Kolejna wpadka Natalki w pracy – Adam nie wytrzyma
W 1854 odcinku „M jak miłość” Natalka i Rafał otrzymają zgłoszenie o drobnej kradzieży. Wszystko wydaje się rutynową sprawą, ale gdy ruszą w pościg, złodziej wymknie im się z rąk. Jakby tego było mało, po drodze dokona jeszcze jednej kradzieży, co będzie dla Adama nie do przyjęcia.
Karski nie będzie mógł zrozumieć, jak to możliwe, że dwoje policjantów nie poradziło sobie z jednym przestępcą. Tym bardziej że to nie pierwszy błąd Natalki na służbie! Ostatnio spóźniła się na ważne spotkanie ze świadkiem, co postawiło całą sprawę pod znakiem zapytania.
Adam ostro rozprawi się z Natalką – zero litości
Po tej kompromitacji Karski podejmie decyzję – koniec z pobłażliwością. W 1854 odcinku „M jak miłość” Adam wprowadzi rygorystyczny trening dla swoich kolegów, zwłaszcza dla Natalki. Jego zdaniem Mostowiakowa musi poprawić swoją kondycję fizyczną, jeśli chce być skuteczną policjantką.
Ćwiczenia okażą się dla Natalki prawdziwym wyzwaniem. Po kilku minutach padnie wyczerpana i poprosi o chwilę przerwy, ale Adam nie okaże jej litości. „Złodzieja też poprosisz o chwilę przerwy?” – rzuci ironicznie.
Rafał w obronie Natalki, ale Adam nie odpuści
Rafał spróbuje złagodzić sytuację, wstawiając się za Natalką, ale Adam pozostanie nieugięty. Jego zdaniem każdy błąd w policji może kosztować kogoś życie, a kompromitacje, jakie zalicza Mostowiakowa, wpływają na wizerunek całej jednostki.
Natalka poczuje się upokorzona, ale czy wyciągnie z tego wnioski? A może kolejna porażka jeszcze bardziej podważy jej pozycję w zespole?

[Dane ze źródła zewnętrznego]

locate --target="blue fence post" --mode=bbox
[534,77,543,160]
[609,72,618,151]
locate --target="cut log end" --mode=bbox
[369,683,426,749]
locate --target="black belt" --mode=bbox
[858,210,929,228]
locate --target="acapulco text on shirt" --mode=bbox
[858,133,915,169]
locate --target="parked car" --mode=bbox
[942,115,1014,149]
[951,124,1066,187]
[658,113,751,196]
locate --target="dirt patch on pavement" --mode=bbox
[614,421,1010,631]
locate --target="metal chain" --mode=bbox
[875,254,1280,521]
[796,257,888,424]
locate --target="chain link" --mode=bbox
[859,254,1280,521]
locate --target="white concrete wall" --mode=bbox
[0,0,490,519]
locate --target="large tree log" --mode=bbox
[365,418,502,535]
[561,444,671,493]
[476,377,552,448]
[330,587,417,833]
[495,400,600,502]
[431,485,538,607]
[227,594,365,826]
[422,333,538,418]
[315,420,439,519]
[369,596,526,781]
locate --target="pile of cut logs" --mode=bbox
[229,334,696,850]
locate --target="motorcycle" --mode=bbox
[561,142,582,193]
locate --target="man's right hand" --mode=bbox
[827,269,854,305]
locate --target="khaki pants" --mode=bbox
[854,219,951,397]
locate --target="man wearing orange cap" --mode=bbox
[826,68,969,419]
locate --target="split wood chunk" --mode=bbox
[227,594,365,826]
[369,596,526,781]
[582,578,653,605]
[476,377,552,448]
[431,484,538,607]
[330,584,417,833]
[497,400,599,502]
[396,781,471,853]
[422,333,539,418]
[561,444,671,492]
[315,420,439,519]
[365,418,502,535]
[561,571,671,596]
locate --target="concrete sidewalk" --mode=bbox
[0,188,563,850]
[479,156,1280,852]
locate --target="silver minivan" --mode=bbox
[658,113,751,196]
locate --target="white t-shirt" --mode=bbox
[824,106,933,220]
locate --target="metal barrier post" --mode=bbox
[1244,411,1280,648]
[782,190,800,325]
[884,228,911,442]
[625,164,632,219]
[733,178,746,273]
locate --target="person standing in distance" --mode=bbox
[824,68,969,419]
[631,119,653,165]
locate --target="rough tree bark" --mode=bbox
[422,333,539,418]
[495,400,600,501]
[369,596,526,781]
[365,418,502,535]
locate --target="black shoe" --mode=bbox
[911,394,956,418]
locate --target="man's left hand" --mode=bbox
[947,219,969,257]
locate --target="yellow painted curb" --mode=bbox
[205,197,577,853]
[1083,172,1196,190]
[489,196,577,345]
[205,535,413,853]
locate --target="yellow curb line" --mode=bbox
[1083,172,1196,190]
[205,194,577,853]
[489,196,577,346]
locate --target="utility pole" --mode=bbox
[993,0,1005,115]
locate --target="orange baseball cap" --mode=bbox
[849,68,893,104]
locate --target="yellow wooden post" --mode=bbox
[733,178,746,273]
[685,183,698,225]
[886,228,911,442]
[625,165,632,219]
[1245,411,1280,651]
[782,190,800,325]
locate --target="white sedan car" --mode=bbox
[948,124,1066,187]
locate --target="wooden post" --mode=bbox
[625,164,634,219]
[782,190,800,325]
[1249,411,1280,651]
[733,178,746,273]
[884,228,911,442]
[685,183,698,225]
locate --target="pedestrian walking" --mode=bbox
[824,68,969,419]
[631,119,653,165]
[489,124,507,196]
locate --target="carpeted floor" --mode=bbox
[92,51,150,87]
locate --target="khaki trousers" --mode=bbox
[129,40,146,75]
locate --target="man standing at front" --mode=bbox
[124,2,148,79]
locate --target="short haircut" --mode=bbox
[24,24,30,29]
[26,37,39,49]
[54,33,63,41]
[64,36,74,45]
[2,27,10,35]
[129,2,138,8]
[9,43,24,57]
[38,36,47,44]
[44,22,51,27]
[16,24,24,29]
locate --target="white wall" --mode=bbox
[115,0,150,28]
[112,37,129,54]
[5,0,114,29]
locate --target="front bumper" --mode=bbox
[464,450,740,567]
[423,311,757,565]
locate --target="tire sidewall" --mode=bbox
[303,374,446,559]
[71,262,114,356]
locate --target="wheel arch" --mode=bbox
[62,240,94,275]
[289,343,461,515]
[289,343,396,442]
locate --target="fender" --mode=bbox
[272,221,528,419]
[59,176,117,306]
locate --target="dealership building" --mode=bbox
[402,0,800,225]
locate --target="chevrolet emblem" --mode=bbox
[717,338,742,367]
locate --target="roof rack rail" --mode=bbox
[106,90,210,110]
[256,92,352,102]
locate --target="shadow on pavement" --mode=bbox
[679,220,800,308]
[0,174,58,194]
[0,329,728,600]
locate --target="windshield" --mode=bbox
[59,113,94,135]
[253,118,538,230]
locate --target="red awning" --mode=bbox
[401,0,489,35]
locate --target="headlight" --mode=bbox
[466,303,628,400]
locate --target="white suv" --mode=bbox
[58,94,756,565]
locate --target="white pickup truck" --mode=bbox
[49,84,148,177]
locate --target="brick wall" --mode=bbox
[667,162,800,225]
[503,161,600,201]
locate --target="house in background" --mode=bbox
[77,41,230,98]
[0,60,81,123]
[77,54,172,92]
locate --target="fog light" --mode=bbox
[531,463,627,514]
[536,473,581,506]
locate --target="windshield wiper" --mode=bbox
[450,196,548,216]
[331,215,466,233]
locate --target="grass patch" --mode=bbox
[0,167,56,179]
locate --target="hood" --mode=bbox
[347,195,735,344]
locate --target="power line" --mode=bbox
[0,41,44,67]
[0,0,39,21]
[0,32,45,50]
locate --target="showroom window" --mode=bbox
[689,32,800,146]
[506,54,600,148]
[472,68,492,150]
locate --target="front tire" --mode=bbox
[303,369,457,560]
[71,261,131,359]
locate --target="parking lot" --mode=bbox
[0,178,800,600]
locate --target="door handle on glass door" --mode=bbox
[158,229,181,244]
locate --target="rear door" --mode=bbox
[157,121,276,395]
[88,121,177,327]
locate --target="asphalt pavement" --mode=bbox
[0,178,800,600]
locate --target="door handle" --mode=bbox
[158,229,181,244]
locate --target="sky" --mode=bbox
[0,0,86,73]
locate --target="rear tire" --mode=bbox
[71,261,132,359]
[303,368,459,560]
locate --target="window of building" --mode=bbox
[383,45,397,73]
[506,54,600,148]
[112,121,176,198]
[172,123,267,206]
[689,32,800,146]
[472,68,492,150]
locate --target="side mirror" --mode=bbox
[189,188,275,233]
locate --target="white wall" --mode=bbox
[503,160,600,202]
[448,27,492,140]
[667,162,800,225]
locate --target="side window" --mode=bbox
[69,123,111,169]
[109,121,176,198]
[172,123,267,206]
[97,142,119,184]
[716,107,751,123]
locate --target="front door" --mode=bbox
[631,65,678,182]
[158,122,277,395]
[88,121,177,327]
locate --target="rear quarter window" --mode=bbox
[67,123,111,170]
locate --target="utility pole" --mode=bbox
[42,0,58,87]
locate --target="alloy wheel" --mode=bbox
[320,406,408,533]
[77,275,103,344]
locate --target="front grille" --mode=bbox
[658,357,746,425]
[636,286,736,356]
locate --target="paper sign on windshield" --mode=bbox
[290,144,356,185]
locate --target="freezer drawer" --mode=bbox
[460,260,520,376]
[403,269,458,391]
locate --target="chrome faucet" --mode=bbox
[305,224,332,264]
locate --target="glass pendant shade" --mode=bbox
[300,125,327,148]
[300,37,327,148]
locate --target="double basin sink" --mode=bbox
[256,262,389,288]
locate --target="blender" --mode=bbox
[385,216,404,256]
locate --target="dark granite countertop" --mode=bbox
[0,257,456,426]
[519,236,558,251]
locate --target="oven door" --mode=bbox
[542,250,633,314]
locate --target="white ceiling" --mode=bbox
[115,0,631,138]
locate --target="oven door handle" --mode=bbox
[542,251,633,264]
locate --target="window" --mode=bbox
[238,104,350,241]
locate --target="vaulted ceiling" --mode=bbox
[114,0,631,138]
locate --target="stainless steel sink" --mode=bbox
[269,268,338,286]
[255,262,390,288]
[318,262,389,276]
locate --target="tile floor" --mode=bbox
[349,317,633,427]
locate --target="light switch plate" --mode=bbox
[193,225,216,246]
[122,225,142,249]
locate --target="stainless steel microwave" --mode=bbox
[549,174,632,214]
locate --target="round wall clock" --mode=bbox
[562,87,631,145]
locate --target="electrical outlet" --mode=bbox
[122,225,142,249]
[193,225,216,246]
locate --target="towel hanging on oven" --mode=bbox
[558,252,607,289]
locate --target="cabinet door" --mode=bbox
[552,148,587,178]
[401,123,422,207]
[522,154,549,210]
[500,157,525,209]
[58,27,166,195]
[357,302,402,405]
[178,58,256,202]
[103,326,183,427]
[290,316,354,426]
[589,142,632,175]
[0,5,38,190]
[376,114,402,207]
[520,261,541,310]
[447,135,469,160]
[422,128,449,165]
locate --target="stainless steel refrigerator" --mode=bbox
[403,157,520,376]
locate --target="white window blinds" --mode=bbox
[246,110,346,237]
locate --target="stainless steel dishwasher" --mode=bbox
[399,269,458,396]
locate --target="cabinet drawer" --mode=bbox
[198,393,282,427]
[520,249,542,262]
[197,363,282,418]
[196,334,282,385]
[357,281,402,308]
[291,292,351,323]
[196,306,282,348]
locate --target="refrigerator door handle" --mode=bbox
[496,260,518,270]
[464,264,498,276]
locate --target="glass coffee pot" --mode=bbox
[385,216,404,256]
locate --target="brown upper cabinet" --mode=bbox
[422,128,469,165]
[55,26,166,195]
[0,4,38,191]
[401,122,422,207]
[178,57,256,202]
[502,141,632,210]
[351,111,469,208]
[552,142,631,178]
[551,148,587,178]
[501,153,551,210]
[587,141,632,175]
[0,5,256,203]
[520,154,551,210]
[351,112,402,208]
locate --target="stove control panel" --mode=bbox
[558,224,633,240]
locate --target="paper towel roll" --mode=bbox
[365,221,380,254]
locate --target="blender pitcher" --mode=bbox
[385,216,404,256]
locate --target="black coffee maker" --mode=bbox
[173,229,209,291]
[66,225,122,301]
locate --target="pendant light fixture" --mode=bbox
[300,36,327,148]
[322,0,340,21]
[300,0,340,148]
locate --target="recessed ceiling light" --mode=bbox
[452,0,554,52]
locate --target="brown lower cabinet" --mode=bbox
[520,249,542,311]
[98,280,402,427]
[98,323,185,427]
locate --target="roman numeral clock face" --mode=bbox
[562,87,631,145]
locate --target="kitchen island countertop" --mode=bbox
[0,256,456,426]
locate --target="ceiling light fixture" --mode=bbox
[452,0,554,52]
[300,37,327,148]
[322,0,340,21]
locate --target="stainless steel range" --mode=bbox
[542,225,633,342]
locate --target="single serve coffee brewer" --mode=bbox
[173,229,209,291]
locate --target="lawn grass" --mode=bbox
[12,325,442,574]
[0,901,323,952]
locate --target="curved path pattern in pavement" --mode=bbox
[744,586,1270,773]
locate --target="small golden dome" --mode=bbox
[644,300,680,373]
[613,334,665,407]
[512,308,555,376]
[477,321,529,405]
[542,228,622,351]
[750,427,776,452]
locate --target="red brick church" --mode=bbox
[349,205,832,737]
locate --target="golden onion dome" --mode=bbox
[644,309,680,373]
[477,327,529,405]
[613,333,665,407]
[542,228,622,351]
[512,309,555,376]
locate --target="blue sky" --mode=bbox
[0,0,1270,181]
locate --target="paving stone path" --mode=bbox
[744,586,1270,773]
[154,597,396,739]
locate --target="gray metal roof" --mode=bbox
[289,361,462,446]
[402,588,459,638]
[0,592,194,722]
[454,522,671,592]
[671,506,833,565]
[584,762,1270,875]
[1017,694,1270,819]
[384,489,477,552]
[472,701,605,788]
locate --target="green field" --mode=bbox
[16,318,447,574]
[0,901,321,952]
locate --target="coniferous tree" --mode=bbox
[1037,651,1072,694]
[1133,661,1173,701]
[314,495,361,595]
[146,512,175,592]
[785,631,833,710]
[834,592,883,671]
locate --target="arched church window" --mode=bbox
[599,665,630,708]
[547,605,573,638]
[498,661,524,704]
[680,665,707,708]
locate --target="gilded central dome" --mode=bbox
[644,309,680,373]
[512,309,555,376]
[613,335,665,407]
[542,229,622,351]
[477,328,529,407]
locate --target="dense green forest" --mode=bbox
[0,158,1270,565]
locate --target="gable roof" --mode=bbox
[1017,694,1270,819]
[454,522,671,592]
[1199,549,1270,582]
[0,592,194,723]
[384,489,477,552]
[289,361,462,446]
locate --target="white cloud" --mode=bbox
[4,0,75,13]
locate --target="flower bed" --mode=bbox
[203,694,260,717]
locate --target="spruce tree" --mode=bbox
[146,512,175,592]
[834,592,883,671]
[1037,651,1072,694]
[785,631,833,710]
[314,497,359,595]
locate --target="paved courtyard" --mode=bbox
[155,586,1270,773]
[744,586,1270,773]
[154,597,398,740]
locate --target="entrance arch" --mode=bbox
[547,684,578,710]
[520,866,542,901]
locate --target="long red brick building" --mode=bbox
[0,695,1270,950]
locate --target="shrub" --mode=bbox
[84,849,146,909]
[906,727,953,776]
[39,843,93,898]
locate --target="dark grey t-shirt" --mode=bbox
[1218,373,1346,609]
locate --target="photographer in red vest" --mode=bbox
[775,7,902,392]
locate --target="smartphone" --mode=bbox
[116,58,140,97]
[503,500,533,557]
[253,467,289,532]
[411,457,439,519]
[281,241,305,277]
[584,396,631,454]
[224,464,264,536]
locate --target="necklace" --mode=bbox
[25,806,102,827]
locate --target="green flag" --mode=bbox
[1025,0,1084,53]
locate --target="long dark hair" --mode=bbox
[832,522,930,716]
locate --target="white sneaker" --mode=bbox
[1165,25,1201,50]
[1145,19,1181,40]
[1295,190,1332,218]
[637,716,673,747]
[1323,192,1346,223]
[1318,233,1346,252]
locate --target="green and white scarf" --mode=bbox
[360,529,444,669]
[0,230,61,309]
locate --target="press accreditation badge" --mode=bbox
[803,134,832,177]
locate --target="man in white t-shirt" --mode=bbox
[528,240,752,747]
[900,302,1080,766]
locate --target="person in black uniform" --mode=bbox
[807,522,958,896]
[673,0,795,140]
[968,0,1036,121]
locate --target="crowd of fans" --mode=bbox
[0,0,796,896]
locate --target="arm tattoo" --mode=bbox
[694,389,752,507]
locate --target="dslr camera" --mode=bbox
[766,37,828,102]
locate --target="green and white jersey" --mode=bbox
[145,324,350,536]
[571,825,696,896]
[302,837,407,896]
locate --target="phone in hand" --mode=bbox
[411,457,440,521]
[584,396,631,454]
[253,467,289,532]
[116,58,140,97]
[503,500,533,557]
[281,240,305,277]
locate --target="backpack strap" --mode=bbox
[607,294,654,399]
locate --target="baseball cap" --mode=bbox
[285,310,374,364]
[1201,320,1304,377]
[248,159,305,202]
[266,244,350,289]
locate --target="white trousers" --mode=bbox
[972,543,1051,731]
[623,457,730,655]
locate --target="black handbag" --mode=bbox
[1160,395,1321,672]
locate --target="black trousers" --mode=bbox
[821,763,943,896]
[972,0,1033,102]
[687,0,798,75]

Już teraz wiadomo, że odcinek 1854 „M jak miłość” będzie pełen emocji i napięcia. Karski pokaże swoje twarde oblicze, a Mostowiakowa stanie przed poważnym wyzwaniem. Czy uda jej się odzyskać zaufanie przełożonych, czy też czekają ją kolejne kłopoty? Odpowiedź już wkrótce!